An example of using a lookahead group would be to search for all consonants \c
which
are followed by a high vowel {v, high}
.
\c(?>{v, high})
Lookbehind patterns are specified by the group prefix ?<
. They behave in the same manner as
lookahead groups, but look backwards in the input rather than forwards. An example would be to search
for all vowels \v
which are preceeded by a b
.
(?<b)\v
Lookahead and lookbehind groups can be used together in the same pattern.
Conditional Groups
Conditional groups allow for choices within patterns. To specify choices, subpatterns in a group
are spearated by the logical-or (or pipe) |
metacharacter. The following example will match
the sequence bab
as well as dib
.
(ba|di)b
Conditional groups may be quantified.
Group Numbers
Groups in a phonex pattern are numbered left to right.

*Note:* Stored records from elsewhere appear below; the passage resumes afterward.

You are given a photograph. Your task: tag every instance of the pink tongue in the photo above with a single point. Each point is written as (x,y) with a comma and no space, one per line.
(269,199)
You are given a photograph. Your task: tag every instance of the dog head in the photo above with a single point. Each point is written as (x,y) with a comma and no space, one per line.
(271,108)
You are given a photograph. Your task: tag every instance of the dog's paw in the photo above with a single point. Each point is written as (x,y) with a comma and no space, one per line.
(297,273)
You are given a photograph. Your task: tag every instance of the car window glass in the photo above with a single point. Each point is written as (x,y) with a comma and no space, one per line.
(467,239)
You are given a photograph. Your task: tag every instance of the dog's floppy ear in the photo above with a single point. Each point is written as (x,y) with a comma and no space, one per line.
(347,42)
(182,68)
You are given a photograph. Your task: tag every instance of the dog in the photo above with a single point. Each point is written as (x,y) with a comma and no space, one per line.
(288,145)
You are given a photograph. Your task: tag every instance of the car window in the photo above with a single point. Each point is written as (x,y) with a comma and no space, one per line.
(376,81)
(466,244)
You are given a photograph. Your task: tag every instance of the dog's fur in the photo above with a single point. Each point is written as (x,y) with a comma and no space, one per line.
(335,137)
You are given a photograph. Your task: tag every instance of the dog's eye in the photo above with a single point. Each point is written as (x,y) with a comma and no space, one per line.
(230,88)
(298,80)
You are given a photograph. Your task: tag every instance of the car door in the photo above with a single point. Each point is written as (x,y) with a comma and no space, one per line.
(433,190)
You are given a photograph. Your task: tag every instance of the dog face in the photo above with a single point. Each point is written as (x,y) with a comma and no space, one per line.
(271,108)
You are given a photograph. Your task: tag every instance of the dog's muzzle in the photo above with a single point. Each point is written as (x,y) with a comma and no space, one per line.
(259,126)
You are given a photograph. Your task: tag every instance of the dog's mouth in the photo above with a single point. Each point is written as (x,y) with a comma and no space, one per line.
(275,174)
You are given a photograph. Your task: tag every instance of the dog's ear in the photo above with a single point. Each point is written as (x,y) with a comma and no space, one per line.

Each open parenthesis (
metacharacter will increment the group index by 1 unless
the group is 'non-capturing' such as for lookbehind and lookahead groups. The following example pattern has two groups,
the first group includes both the consonant \c
and vowel \v
matchers; the second group includes only the
vowel \v
matcher:
(\c(\v))
The next example also has two groups as the lookbehind group is not included in group indexing:
(?<^\s)(\c(\v))
Phonex includes syntax to exclude a group from indexing (the group's content will not be stored.) These groups are
called non-capturing or organizational groups. To exclude a group from indexing the group content must start with ?=
.
The following phonex pattern has two capturing groups: group 1 includes a syllable boundary \S
, consonant \c
, and
vowel \v
matcher; group 2 includes just the vowel \v
matcher. There is one non-capturing group
containing the consonant \c
matcher.
(\S(?=\c)(\v))
Note that while the consonant is considered part of a non-capturing group it will still be included in the enclosing group's matched data.
Group Names
Capturing groups may also be named. To name a group the group content should start with the desired group name followed by an
equals =
metacharacter. The group name must start with a letter and consist of only letters, numbers, and
underscore _
. The following expression has two named groups; the first group name is 'onset'
and will match a consonant in the onset position \c:O
; the second group name is 'nucleus'
and will match a vowel in the nucleus position \v:N
.
(onset=\c:O)(nucleus=\v:N)
When used in Phon queries named groups will be added to result listings in a new column with a title
matching the phonex group name. The group name X
is reserved in Phon queries to mark
the portion of the phonex pattern to be used as the query result.
Back References
Back references are used to match a subpattern previously matched by a capture group. Back references can be specified
using either the group number or group name. For a numbered back reference enter a backslash \
metacharacter followed by the group number. The following pattern will match a consonant, store the value of the
matched consonant in group number 1, and then match the value of group 1 again (i.e., it will match repeated consonants.)
(\c)\1
To use a named group reference enter a backslash \
metacharacter followed by the group name enclosed in braces - {
and }
.
The following pattern will match a consonant, store the value of the matched consonant in a group named C1
, and then match
the sequence stored in group C1
.
(C1=\c)\{C1}
Group names are case sensitive, so in the above example \{c1}
would result in an error as there is no group named c1
with a lower-case C.
Another caveat is that the \{C1}
back reference will not match syllable position information (e.g., :O
) or other supplementary matchers specified
in the capture group. Quantifiers may be applied to back references but supplementary matchers are not allowed.